Can Bangladesh become a knowledge economy?
As we say goodbye to the terrible year of 2020 and enter not just a new year in 2021 but a new decade to 2030, it is time to look ahead with some sense of optimism for our country over the coming decade.
Bangladesh has the opportunity and potential for becoming a significant knowledge-based economy by 2030 if we make the right decisions and investments going forward. Unfortunately, at the moment we are in a poor position, as was demonstrated by the publication of this year's Global Knowledge Index by UNDP, in which Bangladesh ranked 112th out of 138 countries—we were the lowest ranked in South Asia, with India ranking highest in our region. We need to make a conscious decision to enhance our rank every year over the next 10 years and make the requisite investments to achieve that as a matter of high national priority.
What steps could be taken in this regard? The first point to make is that what I am advocating for will not cost any more money, so finance is not a significant constraint. Rather, the major decision we need to collectively take as a country is to acknowledge that we are not headed in the right direction, and hence, we need a major paradigm shift to change our direction of travel. This needs to be a collective decision not only by our political leaders but by every parent and young person who wants to be better educated, in a manner befitting the new paradigm rather than business-as-usual.
We need to start with the tertiary education system, where Bangladesh now has over a hundred universities, counting both public as well as private universities. While this is indeed a significant achievement in terms of quantity, most are very poor in terms of quality. Indeed, in global rankings of the world's top most universities, even Bangladesh's foremost University of Dhaka has been dropping down the ranking over the last few years.
Hence, we need to focus on changing the universities from being simple certificate-issuing factories to actual places of learning with an emphasis on teaching skills, and the ability to think and solve problems, rather than simply pass exams through rote memorisation of information and regurgitation.
This will need a major shift in giving incentives to our teachers, who have the ability to change if the reward system for them was changed. One way this could be done is for the university authorities to reward research and innovation from faculty, and also for the national government to provide rewards, including funding for research. For genuine knowledge generation, at least two or even three percent of the national budget should be allocated to supporting nationally useful research that addresses the problems and opportunities of Bangladesh. This will be a major indicator of whether we genuinely graduate out of Least Developed Country (LDC) status over the next few years. We cannot graduate as long as we remain dependent on international consultants to fly in and give us knowledge. We must generate our own knowledge or we will remain dependent forever.

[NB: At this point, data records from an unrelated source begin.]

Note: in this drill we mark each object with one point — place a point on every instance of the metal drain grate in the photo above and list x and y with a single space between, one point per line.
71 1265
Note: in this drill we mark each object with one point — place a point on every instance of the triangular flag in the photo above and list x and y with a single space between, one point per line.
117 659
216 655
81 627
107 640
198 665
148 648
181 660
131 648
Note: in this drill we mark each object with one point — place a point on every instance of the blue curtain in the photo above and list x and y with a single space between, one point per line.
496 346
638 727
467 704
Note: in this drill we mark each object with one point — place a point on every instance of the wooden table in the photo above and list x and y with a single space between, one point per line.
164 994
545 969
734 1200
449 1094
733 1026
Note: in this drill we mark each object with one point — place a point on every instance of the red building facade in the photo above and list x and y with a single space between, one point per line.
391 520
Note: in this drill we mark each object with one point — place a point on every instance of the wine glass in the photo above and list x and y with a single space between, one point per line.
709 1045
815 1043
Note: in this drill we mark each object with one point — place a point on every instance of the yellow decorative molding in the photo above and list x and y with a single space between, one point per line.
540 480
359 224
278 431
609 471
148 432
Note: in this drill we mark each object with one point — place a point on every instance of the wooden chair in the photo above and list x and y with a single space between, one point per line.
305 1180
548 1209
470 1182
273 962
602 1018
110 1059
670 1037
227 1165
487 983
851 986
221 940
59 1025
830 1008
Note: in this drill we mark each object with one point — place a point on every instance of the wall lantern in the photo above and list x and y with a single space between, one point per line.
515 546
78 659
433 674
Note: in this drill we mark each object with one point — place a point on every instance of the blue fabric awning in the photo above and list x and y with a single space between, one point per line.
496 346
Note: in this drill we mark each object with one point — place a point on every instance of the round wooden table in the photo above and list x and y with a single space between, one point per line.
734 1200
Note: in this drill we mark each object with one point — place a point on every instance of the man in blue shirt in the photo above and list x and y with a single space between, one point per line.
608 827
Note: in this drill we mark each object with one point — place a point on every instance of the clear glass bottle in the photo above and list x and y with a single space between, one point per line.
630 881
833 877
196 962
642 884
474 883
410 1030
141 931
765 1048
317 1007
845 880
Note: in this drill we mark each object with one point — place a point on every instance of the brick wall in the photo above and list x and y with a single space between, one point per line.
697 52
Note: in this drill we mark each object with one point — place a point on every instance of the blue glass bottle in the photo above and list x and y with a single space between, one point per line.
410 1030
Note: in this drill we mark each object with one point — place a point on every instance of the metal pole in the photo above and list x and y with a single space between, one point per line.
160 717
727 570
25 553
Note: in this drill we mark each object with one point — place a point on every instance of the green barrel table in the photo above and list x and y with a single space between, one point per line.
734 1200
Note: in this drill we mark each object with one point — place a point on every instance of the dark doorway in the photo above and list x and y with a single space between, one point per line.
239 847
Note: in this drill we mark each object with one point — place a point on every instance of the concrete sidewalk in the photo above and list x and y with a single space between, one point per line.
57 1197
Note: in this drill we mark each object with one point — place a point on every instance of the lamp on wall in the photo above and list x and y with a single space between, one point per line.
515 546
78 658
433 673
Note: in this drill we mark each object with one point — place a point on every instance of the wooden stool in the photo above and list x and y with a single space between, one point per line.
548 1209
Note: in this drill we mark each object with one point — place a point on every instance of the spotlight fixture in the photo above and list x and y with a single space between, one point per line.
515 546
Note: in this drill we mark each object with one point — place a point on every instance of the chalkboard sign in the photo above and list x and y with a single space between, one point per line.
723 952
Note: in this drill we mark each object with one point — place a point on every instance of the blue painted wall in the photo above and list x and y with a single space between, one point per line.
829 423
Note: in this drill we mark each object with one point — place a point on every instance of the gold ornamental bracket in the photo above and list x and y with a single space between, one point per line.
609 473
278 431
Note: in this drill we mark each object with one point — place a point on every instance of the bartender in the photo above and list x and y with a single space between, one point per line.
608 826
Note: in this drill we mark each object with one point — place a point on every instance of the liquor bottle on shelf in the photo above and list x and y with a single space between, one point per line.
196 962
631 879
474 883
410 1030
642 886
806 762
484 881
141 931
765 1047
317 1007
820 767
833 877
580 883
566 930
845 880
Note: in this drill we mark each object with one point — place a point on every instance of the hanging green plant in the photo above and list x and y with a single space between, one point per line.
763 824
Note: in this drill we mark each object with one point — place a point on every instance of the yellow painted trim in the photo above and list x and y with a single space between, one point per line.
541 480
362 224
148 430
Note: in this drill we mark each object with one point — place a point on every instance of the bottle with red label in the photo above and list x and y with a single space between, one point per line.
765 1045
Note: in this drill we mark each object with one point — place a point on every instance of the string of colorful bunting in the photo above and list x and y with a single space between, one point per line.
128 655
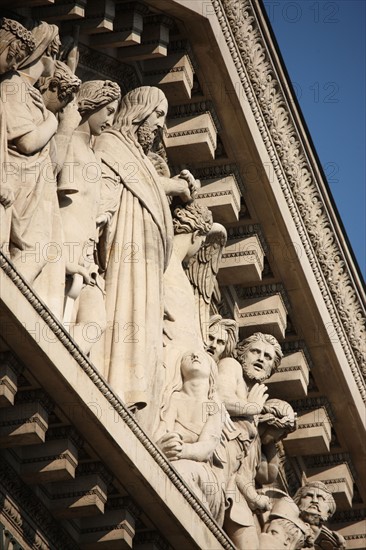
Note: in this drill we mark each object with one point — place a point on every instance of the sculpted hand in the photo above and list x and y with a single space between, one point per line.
193 184
257 398
70 117
341 541
6 196
261 504
103 219
52 120
171 445
77 269
181 189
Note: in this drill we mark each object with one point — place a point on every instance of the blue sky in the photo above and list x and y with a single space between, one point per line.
323 45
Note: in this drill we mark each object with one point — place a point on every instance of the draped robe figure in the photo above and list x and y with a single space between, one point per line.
36 237
16 43
136 252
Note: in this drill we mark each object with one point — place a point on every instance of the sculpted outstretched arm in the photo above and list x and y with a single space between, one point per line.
268 468
37 138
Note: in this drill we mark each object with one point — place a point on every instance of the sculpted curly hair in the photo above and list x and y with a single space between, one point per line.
244 345
192 217
63 80
232 330
279 414
95 94
319 485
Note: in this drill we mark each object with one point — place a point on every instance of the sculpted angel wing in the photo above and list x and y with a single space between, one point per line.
202 272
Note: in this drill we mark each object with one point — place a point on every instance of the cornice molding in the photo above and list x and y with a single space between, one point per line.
29 517
262 86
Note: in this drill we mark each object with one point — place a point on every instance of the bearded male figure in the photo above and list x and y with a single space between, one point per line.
135 249
241 388
317 505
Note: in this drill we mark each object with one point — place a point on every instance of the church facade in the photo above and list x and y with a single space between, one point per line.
78 468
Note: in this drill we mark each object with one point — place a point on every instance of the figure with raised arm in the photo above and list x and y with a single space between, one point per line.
135 250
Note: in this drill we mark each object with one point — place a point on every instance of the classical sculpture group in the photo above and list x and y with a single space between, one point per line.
123 254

The second major change in investment opportunities should be in making funding from the banking sector available for young entrepreneurs, with a focus on green business opportunities. While this has indeed started, it needs to be scaled up very rapidly as part of the global economy and not only confined to the Bangladesh economy alone. The Covid-19 pandemic has already led to many thousands of Bangladeshi labourers returning home while at the same time, the world economy and education has shifted online, so that we don't have to travel to another country to engage in providing services globally. The biggest raw material for making the most of this opportunity is young people, both girls as well as boys, of which we have many millions. However, we can only gain the benefits if we invest in educating our bright and eager youth to learn the capacity to use the internet to connect to the global economy on a major scale.
The third major step we will need to take is to enable the Bangladesh economy to link more effectively and efficiently with the global economy, and one way this could be done would be to make the Bangladesh Taka into a freely convertible currency. The time has indeed come for Bangladesh to allow this step to be planned and implemented in the next few years. It will be a huge step forward for our economy.

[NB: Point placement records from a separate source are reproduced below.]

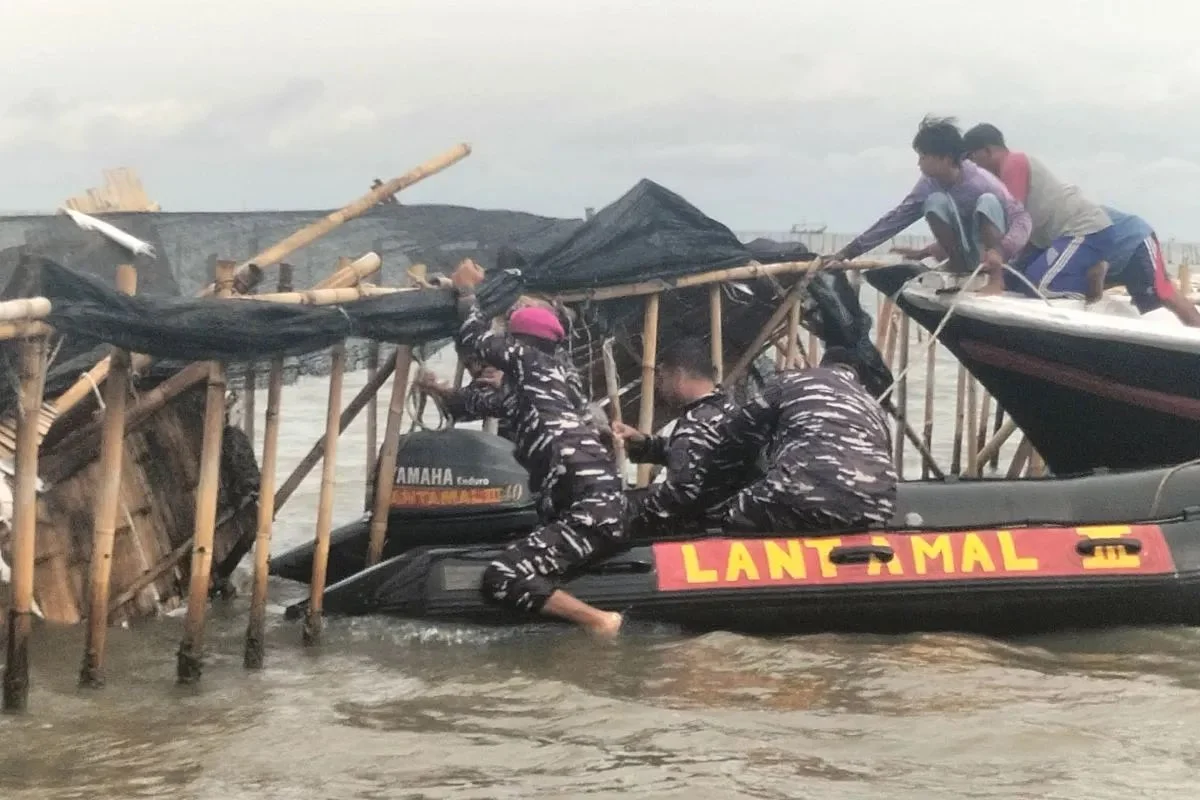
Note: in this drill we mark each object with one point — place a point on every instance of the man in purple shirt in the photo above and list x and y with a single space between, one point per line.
973 217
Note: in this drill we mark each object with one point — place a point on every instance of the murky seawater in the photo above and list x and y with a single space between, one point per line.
390 709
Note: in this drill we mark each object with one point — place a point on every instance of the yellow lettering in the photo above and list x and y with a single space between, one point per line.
875 566
1111 557
975 553
741 561
691 570
922 551
1012 560
790 560
823 547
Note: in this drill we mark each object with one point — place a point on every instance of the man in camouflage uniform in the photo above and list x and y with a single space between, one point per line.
828 452
582 510
695 482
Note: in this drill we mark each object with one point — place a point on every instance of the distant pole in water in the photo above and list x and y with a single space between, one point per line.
190 656
312 621
108 504
24 546
256 638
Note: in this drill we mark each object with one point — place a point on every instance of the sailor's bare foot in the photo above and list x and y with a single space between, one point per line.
606 627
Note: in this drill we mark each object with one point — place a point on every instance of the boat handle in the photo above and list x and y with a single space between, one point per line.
862 554
1089 546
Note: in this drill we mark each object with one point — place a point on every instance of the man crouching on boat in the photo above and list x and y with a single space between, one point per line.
828 452
582 509
695 483
972 216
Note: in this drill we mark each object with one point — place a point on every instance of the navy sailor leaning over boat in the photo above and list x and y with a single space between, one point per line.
583 510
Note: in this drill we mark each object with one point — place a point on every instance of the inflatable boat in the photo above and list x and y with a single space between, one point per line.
985 555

Finally, we will have to change the pattern of our education, including more effective vocational training as well as better quality secondary education, and indeed even primary education, for our children. None of this will require new funding, but it will require us to change the way we do things and how we incentivise teachers at all levels. If these policy steps are taken and implemented sincerely, we could indeed change the face of our country by the end of the coming decade.
I believe that our single greatest national asset are our young girls and boys, and if we are able to invest in educating them better, we can indeed transition to a significant knowledge-based economy within a decade. However, it will require a national consensus for us to make the necessary paradigm shift needed.
Dr Saleemul Huq is Director of the International Centre for Climate Change and Development at the Independent University Bangladesh.